Fabricio
Fabricio

Reputation: 7935

How to implement a macro in .c but expose it for use in the .h file

I don't know if this is possible, nor even if it is correct, but I have a macro defined in a .c file and now I want to expose that macro, so I need put it in the .h file. But I dont want to expose how it is implemented, just the signature for use.

//.c
#define sayhi() printf("hi");

//.h
sayhi()

//another.c
int main(...) {
    sayhi();
}

Upvotes: 2

Views: 481

Answers (3)

Chris Barrett
Chris Barrett

Reputation: 3385

The preprocessor doesn't have anything like the linkage semantics of C source code, so what the macro expands to will depend on the last definition seen by the preprocessor. For this reason, you really need to keep the macro's definition in a header.

Two approaches come to mind:

  1. delegate as much of the macro's functionality as possible to a function, and declare the macro and function prototype in the header. You can put the implementation of the function in a source file.

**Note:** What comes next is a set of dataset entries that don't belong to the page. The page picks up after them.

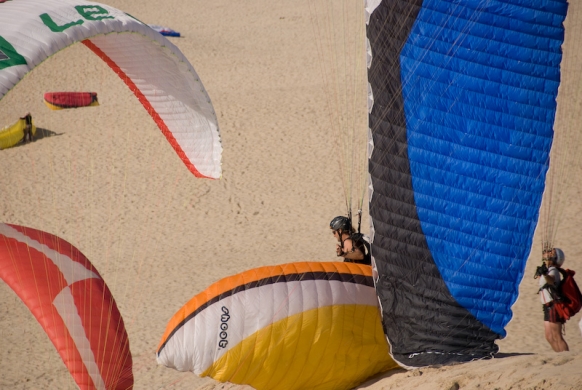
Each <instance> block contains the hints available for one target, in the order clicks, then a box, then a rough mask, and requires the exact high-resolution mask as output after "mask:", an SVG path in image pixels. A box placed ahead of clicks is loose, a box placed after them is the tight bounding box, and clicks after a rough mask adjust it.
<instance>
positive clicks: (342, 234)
mask: <svg viewBox="0 0 582 390" xmlns="http://www.w3.org/2000/svg"><path fill="white" fill-rule="evenodd" d="M329 228H330V229H331V230H332V232H333V236H334V237H335V238H336V239H337V241H338V243H339V244H337V246H336V255H337V256H338V257H343V258H344V261H345V262H349V263H358V264H365V265H371V264H372V262H371V256H370V251H369V249H368V248H367V245H366V243H365V242H364V238H363V235H362V234H359V233H354V229H353V228H352V224H351V222H350V219H349V218H347V217H343V216H339V217H335V218H334V219H332V220H331V222H330V223H329Z"/></svg>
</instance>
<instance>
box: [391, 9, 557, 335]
mask: <svg viewBox="0 0 582 390" xmlns="http://www.w3.org/2000/svg"><path fill="white" fill-rule="evenodd" d="M566 10H567V3H566V1H557V0H556V1H545V0H543V1H542V0H511V1H506V2H502V1H479V0H465V1H450V0H449V1H448V0H426V1H424V2H423V4H422V9H421V10H420V12H419V14H418V17H417V19H416V22H415V24H414V26H413V28H412V31H411V33H410V35H409V37H408V40H407V42H406V45H405V46H404V48H403V49H402V51H401V54H400V66H401V82H402V95H403V97H404V112H405V115H406V128H407V130H406V131H407V141H408V158H409V162H410V170H411V175H412V186H413V189H414V200H415V203H416V208H417V212H418V218H419V219H420V224H421V227H422V231H423V233H424V234H425V236H426V240H427V243H428V247H429V249H430V252H431V254H432V256H433V258H434V261H435V263H436V265H437V267H438V269H439V271H440V273H441V276H442V278H443V279H444V281H445V283H446V285H447V287H448V289H449V290H450V293H451V294H452V295H453V297H454V298H455V299H456V301H457V302H458V303H459V304H460V305H461V306H463V307H464V308H466V309H467V310H468V311H469V312H470V313H471V314H473V315H474V316H475V317H476V318H477V319H478V320H479V321H481V322H482V323H483V324H484V325H486V326H487V327H489V328H490V329H491V330H493V331H494V332H496V333H497V334H499V335H501V336H504V335H505V330H504V328H505V326H506V325H507V323H508V322H509V320H510V319H511V316H512V313H511V306H512V304H513V303H514V302H515V300H516V299H517V294H518V286H519V283H520V281H521V279H522V277H523V272H524V268H525V263H526V260H527V257H528V255H529V251H530V247H531V242H532V240H533V234H534V230H535V227H536V224H537V220H538V216H539V215H538V212H539V206H540V203H541V198H542V193H543V190H544V181H545V175H546V171H547V168H548V158H549V152H550V147H551V143H552V135H553V123H554V117H555V113H556V96H557V93H558V86H559V82H560V68H559V64H560V61H561V56H562V53H561V45H562V43H563V38H564V29H563V26H562V23H563V21H564V18H565V15H566Z"/></svg>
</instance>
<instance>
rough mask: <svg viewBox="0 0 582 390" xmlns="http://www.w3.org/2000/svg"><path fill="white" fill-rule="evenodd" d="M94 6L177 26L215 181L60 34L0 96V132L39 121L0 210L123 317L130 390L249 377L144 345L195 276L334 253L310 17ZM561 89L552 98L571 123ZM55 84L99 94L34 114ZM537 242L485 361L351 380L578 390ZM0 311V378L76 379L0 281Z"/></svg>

  2. put the macro's definition in a private header.

// hi_internal.h

#define sayhi() printf("Hello, world!");

Include this in your public header with an explanatory comment.

// hi.h    

#define sayhi()    

// hi_internal redefines the above macros. 
// It must be included after the above definitions.
#include "hi_internal.h"

Upvotes: 2

selbie
selbie

Reputation: 104579

Don't make it a macro then. Just make it a function call.

Your .h file:

extern void DoSomething(int x, int y, int z);

Your .c file:

void DoSomething(int x, int y, int z)
{
    // your code goes here.
}

Upvotes: 7

kfsone
kfsone

Reputation: 24269

Macros don't have signatures the way functions do, they only exist for the duration of the pre-processing phase. You'll either have to make it a function or make the implementation a function.